Они расстались дружественно, и азиатские Юркины глаза не выдали подвоха.

— Бываешь в Крапивине? — чуть снисходительно спросил под конец Панин, как бы связывая нити в дружеский узел (хоть и нечего вспомнить, а все же общее прошлое).

— Конечно! Родина.

Буров уволок под мышкой новый сценарий и приглашение заходить, звонить в любое время. И он непременно «зайдет, позвонит в любое время»: он уже задумал нечто, в чем К. А. Панин должен был помочь.

И куда эта чудь белоглазая девала свой страх? Свою предназначенность для битья? Надо было спросить о жизненном пути. Впрочем, ясно — он извилист, как горная трона, идущая вверх. Каждому камешку поклонишься, хватаясь, чтоб не упасть. А это он умел, еще тогда. «…О, мадам…»

Сценарий был приключенческий — о международном разведчике. Никакой. Без Барсуковой пошлости, однако. Если что не сходилось, то лишь ситуации: как супермен ИКС (Х) мог удрать из резиденции Главного Врага, да еще унести все документы, если он (этот X) был приведен туда двумя вооруженными людьми, которые остались у дверей? Оказывается, проще простого — через окно. Слез по трубе со второго этажа — и все дела!

Юрий, сидя за столом, старательно помечал для автора: «Придумать».

Как мог все тот же супермен X прочитать бумагу на языке, которого он не знает? Опознать «своего» без признаков и т. д.? И почему не болит душа за этого супермена X (иначе не назовешь), за именем которого кроется всего лишь человеческая конструкция из сметливости, смелости и удачливости — ни характера, ни лица? И ни тени юмора. Куда там!

Милый Фантомас! Ты обобщил все это. И: а) рассмешил смешливых; б) напугал пугливых; в) расхрабрил храбрых: г) наловчил ловких!..

Юрка поймал себя на том, что, все больше злясь и распаляясь, думает уже, однако, об актере (Вася Мерфин, непременно Вася), и о месте съемок, и о поездке по означенным странам (их несколько, и все интересны!). А чего?!

И точно чужое крыло замахало у плеча. Чужое, прочное, из какого-то неуязвимого материала — без кожи и хрупких косточек. Пластмасса? Легкий металл? (Как далеко можно летать на таких крыльях и как безболезненно!..)

Может, мне, Юрию Бурову, когда-нибудь хотелось своим искусством что-то сказать? Полно, полно! Какая чепуха! Да я мечтал всю жизнь о пластмассовых крыльях за плечами и о душной кабине, и командировочных, о шмотках, о телятине с грибами…
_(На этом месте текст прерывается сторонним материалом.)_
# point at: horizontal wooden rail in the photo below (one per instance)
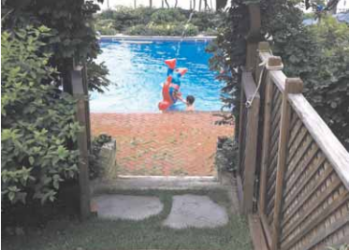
(320, 132)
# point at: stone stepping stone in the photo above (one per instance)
(195, 211)
(127, 207)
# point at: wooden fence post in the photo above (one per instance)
(292, 86)
(79, 94)
(250, 149)
(264, 47)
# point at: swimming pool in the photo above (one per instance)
(138, 69)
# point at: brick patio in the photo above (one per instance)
(176, 143)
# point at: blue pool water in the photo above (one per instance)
(139, 69)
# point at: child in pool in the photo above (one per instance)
(190, 103)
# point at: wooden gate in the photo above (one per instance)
(303, 201)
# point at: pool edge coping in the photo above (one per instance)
(155, 38)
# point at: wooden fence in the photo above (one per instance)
(303, 197)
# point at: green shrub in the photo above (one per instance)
(163, 30)
(37, 120)
(160, 22)
(164, 16)
(95, 167)
(105, 26)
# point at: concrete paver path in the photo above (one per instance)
(195, 211)
(127, 206)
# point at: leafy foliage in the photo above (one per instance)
(328, 87)
(148, 21)
(229, 52)
(73, 37)
(317, 54)
(94, 160)
(37, 120)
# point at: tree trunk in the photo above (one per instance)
(206, 5)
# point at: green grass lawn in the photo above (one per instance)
(100, 234)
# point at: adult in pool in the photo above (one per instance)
(170, 89)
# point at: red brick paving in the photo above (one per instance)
(176, 143)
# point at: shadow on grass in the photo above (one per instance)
(100, 234)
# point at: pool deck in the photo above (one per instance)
(176, 143)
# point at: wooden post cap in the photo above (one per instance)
(274, 63)
(264, 47)
(294, 85)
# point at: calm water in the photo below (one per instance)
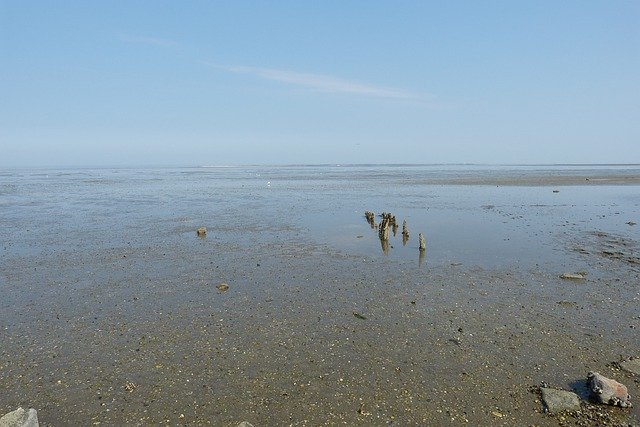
(45, 211)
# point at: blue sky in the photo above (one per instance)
(239, 82)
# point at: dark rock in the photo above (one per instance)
(608, 391)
А зачем тогда был Мугай-остров? Зачем бабкина черная тень в красных отсветах? И краски, которые сперва убивали всё живое, а потом научились, умаляя то, чему подражали, отдавать свое, бесконечно серьезное — полотну? Неужели то было детство? И оно осталось там, в далекой стране Крапивенке? А потом…

Потом была дорога, и на ней стояло чучело. Я содрал с него идиотский котелок, рванул кацавейку. Надел современный костюм, галстучек модной расцветки и ширины: живи и — отыди!
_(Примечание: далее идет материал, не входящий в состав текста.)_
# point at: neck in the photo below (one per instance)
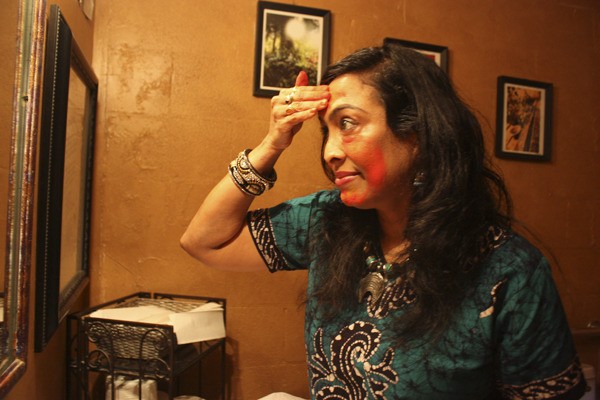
(391, 235)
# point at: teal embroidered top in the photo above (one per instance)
(510, 339)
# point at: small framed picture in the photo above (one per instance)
(289, 39)
(523, 119)
(439, 54)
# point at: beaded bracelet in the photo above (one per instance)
(248, 179)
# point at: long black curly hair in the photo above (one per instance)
(460, 198)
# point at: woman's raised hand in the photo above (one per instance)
(292, 107)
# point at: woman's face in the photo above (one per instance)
(372, 167)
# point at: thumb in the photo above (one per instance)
(302, 79)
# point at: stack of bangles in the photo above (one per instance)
(247, 179)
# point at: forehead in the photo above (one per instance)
(352, 91)
(352, 86)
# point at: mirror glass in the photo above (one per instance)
(64, 183)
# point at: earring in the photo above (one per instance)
(419, 179)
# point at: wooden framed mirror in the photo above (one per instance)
(21, 41)
(65, 178)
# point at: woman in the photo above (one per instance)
(418, 288)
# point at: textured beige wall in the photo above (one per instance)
(176, 106)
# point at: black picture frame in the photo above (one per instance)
(69, 98)
(437, 53)
(289, 39)
(523, 119)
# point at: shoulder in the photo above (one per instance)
(314, 201)
(510, 253)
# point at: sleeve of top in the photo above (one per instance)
(536, 355)
(282, 233)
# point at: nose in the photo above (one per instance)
(333, 153)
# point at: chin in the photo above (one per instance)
(354, 200)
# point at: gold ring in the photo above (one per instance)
(290, 97)
(291, 109)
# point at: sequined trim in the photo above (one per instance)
(261, 230)
(396, 294)
(490, 310)
(548, 388)
(348, 372)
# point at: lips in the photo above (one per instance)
(344, 177)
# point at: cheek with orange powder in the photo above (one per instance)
(370, 159)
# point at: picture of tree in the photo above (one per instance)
(291, 44)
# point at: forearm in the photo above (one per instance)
(217, 235)
(221, 217)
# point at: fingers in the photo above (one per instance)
(302, 79)
(296, 105)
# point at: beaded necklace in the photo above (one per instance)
(378, 274)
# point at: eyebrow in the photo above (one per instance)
(338, 109)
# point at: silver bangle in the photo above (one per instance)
(248, 179)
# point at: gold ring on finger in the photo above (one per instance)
(290, 97)
(291, 109)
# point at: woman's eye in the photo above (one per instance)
(346, 124)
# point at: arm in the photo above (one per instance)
(217, 234)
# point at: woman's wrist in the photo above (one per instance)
(247, 178)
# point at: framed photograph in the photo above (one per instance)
(289, 39)
(65, 182)
(439, 54)
(523, 119)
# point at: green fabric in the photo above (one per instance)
(509, 340)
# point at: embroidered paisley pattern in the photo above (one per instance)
(395, 295)
(348, 373)
(262, 232)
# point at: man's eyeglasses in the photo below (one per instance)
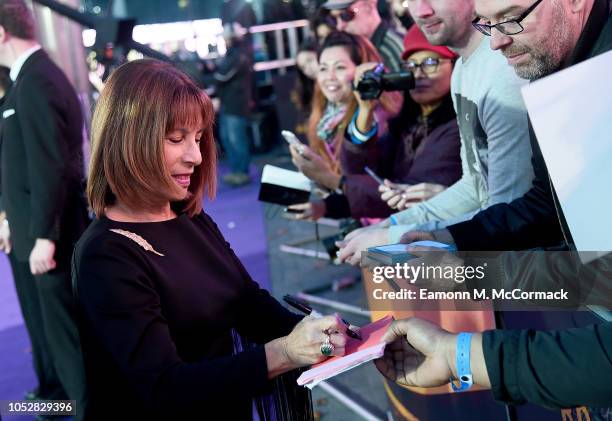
(348, 14)
(509, 27)
(428, 66)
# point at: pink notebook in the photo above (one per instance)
(357, 353)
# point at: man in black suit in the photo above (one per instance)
(41, 170)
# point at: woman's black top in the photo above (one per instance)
(158, 304)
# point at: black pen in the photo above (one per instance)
(306, 309)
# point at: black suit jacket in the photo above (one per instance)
(41, 159)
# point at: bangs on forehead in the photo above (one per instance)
(188, 109)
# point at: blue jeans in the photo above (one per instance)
(234, 134)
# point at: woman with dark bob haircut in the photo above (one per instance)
(172, 326)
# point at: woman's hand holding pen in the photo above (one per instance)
(403, 196)
(303, 344)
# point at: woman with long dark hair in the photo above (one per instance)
(172, 326)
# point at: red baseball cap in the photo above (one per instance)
(416, 41)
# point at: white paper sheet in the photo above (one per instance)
(571, 113)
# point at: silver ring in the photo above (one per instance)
(327, 348)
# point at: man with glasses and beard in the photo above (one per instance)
(556, 369)
(537, 38)
(494, 133)
(361, 17)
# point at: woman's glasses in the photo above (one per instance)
(428, 66)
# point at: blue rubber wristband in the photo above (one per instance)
(462, 358)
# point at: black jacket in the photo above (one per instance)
(41, 159)
(560, 368)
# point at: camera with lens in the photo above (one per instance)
(375, 82)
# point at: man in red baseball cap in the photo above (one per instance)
(493, 125)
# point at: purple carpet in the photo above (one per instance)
(239, 217)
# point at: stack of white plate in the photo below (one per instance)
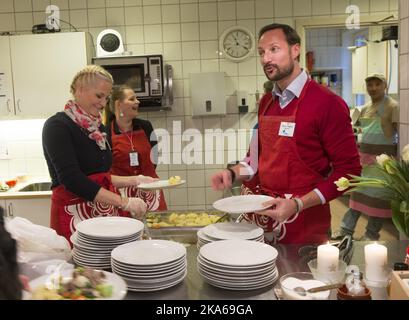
(238, 264)
(150, 265)
(95, 239)
(229, 231)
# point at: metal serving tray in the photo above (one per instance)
(186, 234)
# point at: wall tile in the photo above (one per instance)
(97, 18)
(190, 50)
(208, 30)
(135, 34)
(79, 18)
(302, 8)
(172, 50)
(133, 16)
(152, 15)
(210, 65)
(190, 31)
(264, 9)
(115, 16)
(153, 48)
(153, 33)
(245, 10)
(189, 12)
(77, 4)
(283, 8)
(227, 10)
(170, 14)
(209, 49)
(208, 12)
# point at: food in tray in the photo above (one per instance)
(185, 219)
(86, 283)
(174, 180)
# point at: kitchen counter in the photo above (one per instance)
(194, 288)
(13, 193)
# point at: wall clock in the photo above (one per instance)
(236, 43)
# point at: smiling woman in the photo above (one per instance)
(78, 156)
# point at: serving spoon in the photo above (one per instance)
(303, 292)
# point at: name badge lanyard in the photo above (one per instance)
(133, 155)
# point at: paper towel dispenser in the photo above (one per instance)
(207, 93)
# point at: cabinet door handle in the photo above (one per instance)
(8, 105)
(18, 105)
(10, 210)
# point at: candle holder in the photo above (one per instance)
(377, 276)
(335, 276)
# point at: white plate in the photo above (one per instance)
(110, 227)
(161, 184)
(149, 252)
(242, 204)
(238, 252)
(119, 287)
(232, 230)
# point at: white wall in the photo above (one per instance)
(186, 33)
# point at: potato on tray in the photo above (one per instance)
(181, 219)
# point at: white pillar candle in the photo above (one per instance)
(327, 258)
(376, 261)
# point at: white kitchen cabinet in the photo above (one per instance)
(37, 70)
(359, 70)
(37, 210)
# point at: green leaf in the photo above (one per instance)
(400, 219)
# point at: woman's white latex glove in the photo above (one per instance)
(137, 207)
(144, 179)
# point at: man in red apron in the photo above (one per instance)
(305, 143)
(132, 145)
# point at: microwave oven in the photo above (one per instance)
(146, 75)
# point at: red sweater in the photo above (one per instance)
(323, 134)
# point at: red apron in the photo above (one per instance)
(67, 209)
(282, 173)
(121, 148)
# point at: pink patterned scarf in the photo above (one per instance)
(87, 122)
Оно ожило, чучело, и потащилось следом:

— Ты меня родил заново. Я — твое дитя.

И вновь была дорога. И стояло новое чучело в измурзанной одежке. Я содрал с него дурацкое тряпье… Да это же — бесконечка! Жил-был бычок — с белым пятнышком бочок!..

Они, эти новомодно, с иголочки одетые чучела, теперь мои собеседники, соглядатаи, союзники. А если кто и что наперекор — так ведь они и дубинкой дерзкого! Сообщники! И душно. И руки уже тянутся к привычной работе — содрать тряпье ли, плохо ли скроенную одежду, украсить, подновить, пустить по свету новое, новое чучело!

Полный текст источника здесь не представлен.